College admissions is not unusual. As Reckwitz documents and the “super hot” status of “authenticity” in many spheres of life — including work — shows, all our institutions increasingly expect a performance in such terms.
My recent article, referenced above, was titled, “When Your Authenticity Is an Act, Something’s Gone Wrong.” Not a bad title, provided by the editors, but perhaps somewhat misleading. If performative authenticity were merely an “act,” something voluntary or that had no enduring impact on our life, then we would have little to worry about. After the performance, we just take off that costume. But it is more than that.

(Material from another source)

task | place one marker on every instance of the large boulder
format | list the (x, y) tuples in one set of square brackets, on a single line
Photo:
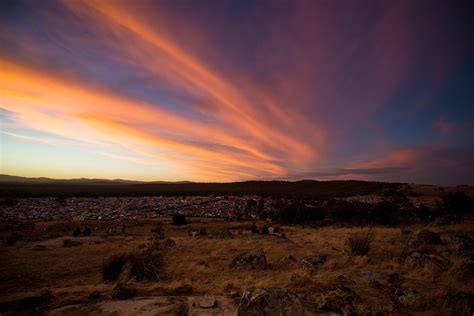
[(253, 259), (427, 237), (421, 260), (313, 262), (339, 299), (123, 291), (270, 301)]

Like the older, inner meaning of authenticity, the new is also a way to be; an ideal that you have to aim for. You do not just wake up one day “special.” You have to set a course toward specialness, fashion your unique difference, and accrue a portfolio of curated accomplishments. That is why, for instance, college consultants emphasize the grade-school years. They advise parents to prepare their children for a high-school career, to create a game plan, make strategic use of summers, design a strong academic program, cultivate a passion, and all the rest. You have to become the sort of person that is (seemingly effortlessly) authentic, equipped with various best versions that correspond to different institutional expectations.
If you want to be authentic on the older model, you’ll have to resist becoming the new.